Let's say I have a space $X$ with a function $d\colon X \times X \to \mathbb R$ that has the following 2 properties:
$d(x,y)\ge 0$ for all $x$, $y \in X$ and
$d(x,x) = 0$ for all $x$, $y \in X$.
The $d$-ball of radius $r$ centered at $x$ is defined as $B_r(x) = \{y \in X : d(x,y)< r\}$. We'll say the topological space $(X,T)$ is $d$-metrizable if there is a function $d$ such that $U$ is in $T$ if and only if for all $x$ in $U$ there exists a $d$-ball centered at $x$ which is contained in $U$.
I want to show by example that a space can be "$d$-metrizable", meaning it has the properties above, and separable but not second-countable.
Note: I realize that a regular metric space which is separable is second-countable. This one, however, is not and I need an example to show that.

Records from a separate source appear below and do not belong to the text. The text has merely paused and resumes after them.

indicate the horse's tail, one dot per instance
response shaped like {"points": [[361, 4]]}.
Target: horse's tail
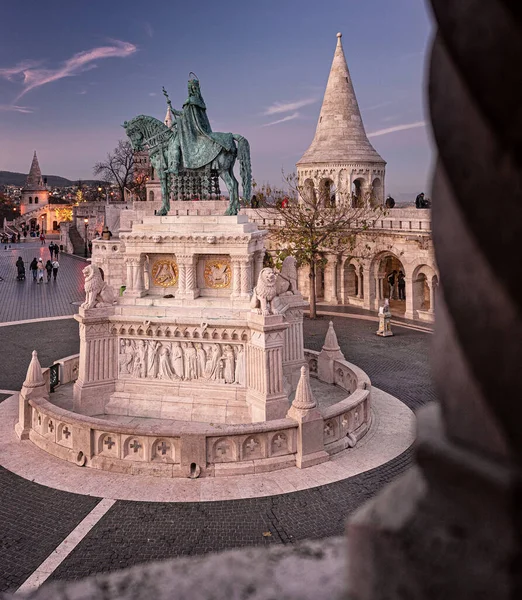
{"points": [[245, 169]]}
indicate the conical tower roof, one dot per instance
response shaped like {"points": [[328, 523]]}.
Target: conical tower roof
{"points": [[340, 134], [34, 179], [168, 118]]}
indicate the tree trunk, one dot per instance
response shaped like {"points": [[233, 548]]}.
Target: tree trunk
{"points": [[313, 299]]}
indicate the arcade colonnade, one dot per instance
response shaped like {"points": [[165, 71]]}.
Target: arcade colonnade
{"points": [[363, 281]]}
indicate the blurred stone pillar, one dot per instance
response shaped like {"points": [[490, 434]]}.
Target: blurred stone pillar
{"points": [[451, 527]]}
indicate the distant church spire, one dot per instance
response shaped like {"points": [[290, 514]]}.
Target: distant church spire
{"points": [[34, 179], [168, 118], [340, 134]]}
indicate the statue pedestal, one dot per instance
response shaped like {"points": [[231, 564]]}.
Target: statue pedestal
{"points": [[201, 354]]}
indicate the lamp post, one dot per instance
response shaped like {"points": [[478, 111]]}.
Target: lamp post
{"points": [[86, 221]]}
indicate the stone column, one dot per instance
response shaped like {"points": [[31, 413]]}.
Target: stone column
{"points": [[259, 256], [408, 314], [236, 277], [264, 368], [190, 289], [367, 300], [450, 527], [432, 296], [98, 366], [246, 276]]}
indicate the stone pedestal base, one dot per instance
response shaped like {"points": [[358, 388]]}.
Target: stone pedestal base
{"points": [[384, 325]]}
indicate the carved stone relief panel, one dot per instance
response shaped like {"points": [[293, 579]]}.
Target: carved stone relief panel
{"points": [[163, 271], [182, 360], [215, 274]]}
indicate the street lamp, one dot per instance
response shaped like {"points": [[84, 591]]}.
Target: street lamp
{"points": [[86, 221]]}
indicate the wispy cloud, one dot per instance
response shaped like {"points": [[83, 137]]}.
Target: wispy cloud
{"points": [[396, 128], [280, 107], [34, 77], [15, 108], [283, 120], [148, 29], [376, 106]]}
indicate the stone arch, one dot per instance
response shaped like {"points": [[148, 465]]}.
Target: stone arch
{"points": [[351, 285], [253, 447], [279, 444], [423, 290], [377, 192], [382, 265], [224, 450], [163, 450], [357, 192], [308, 192], [327, 192]]}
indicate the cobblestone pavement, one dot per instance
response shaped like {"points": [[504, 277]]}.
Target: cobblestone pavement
{"points": [[35, 519], [21, 300]]}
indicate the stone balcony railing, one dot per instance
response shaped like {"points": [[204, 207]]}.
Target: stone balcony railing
{"points": [[222, 449], [407, 220]]}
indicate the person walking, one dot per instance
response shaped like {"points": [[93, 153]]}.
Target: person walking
{"points": [[401, 284], [49, 269], [56, 266], [33, 267], [20, 269], [39, 271]]}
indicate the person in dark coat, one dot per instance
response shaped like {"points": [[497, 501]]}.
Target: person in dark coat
{"points": [[20, 267], [49, 269], [33, 267]]}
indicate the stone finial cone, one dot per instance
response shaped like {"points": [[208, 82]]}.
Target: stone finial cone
{"points": [[304, 399], [330, 341], [34, 377]]}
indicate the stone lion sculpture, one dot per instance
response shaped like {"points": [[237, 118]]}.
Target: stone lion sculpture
{"points": [[286, 282], [97, 292], [265, 292]]}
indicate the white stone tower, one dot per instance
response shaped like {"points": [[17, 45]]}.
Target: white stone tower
{"points": [[340, 163], [35, 193]]}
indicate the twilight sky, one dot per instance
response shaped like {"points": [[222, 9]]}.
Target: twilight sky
{"points": [[71, 72]]}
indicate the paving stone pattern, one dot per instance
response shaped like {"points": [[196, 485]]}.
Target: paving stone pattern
{"points": [[34, 520], [51, 339], [20, 300], [135, 532]]}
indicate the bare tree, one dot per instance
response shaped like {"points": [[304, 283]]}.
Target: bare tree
{"points": [[118, 168], [308, 223]]}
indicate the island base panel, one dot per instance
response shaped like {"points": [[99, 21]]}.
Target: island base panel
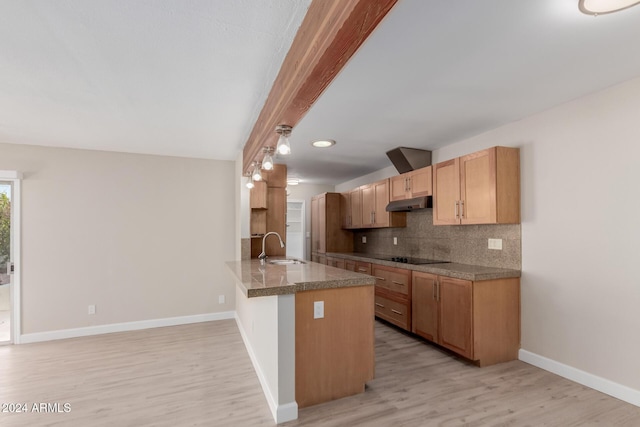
{"points": [[335, 354]]}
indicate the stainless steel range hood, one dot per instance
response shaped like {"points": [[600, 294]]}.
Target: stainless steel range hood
{"points": [[410, 204], [407, 159]]}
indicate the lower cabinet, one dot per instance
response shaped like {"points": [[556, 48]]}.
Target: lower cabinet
{"points": [[478, 320], [393, 295]]}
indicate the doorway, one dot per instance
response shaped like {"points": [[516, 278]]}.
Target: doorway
{"points": [[295, 229], [5, 261]]}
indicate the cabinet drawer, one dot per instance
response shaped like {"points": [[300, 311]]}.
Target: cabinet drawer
{"points": [[393, 311], [363, 267], [393, 279]]}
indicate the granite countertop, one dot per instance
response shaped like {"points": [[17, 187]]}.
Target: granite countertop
{"points": [[256, 280], [458, 271]]}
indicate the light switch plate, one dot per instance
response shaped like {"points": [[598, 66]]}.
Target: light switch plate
{"points": [[495, 244], [318, 309]]}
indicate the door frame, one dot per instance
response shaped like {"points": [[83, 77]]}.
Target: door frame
{"points": [[303, 221], [15, 178]]}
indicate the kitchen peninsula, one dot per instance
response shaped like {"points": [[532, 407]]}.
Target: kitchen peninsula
{"points": [[308, 328]]}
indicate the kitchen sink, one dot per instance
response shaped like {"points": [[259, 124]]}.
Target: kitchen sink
{"points": [[285, 261]]}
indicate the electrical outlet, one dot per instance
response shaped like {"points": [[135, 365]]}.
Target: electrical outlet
{"points": [[495, 244], [318, 309]]}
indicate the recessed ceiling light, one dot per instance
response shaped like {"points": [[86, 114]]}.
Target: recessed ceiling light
{"points": [[601, 7], [325, 143]]}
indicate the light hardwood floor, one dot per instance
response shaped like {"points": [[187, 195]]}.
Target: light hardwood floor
{"points": [[200, 374]]}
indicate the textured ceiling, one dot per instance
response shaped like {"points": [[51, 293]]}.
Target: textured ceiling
{"points": [[188, 78], [170, 77]]}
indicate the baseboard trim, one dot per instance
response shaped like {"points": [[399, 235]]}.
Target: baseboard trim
{"points": [[280, 413], [595, 382], [122, 327]]}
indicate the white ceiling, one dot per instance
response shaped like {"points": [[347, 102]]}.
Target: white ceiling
{"points": [[170, 77], [182, 78]]}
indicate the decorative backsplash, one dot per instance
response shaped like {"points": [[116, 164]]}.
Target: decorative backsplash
{"points": [[466, 244]]}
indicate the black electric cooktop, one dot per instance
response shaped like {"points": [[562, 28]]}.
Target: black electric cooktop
{"points": [[409, 260]]}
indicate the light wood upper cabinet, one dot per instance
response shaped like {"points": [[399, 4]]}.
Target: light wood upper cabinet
{"points": [[351, 209], [479, 188], [258, 195], [412, 184], [375, 198]]}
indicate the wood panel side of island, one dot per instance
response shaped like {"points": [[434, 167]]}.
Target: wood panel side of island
{"points": [[335, 355]]}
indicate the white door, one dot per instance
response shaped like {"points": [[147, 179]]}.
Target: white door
{"points": [[295, 228]]}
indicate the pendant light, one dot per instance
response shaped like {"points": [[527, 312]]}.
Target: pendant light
{"points": [[267, 161], [283, 147]]}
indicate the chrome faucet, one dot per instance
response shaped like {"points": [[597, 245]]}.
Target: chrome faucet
{"points": [[262, 255]]}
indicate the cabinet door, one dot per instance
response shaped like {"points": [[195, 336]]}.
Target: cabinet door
{"points": [[456, 315], [345, 210], [350, 265], [446, 192], [381, 200], [315, 225], [478, 187], [258, 195], [424, 305], [420, 182], [368, 204], [355, 203], [399, 185]]}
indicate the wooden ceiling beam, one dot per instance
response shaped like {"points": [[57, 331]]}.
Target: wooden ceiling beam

I also need to show that a spaces which are d-metrizable are sequential. It's a long question, I realize. Thank you for your help.
Define
$$d:\Bbb R\times\Bbb R\to\Bbb R:\langle x,y\rangle\mapsto\begin{cases} x-y,&\text{if }x\ge y\\ 1,&\text{if }x<y\;. \end{cases}$$
For $\epsilon\le 1$ we have
$$\{y\in\Bbb R:d(x,y)<\epsilon\}=[x,x+\epsilon)\;,$$
so this generates the topology of the Sorgenfrey line, also known as the lower-limit topology. This space is separable, since the rationals are dense, but it’s not second countable. (By the way, $d$ even satisfies the triangle inequality.)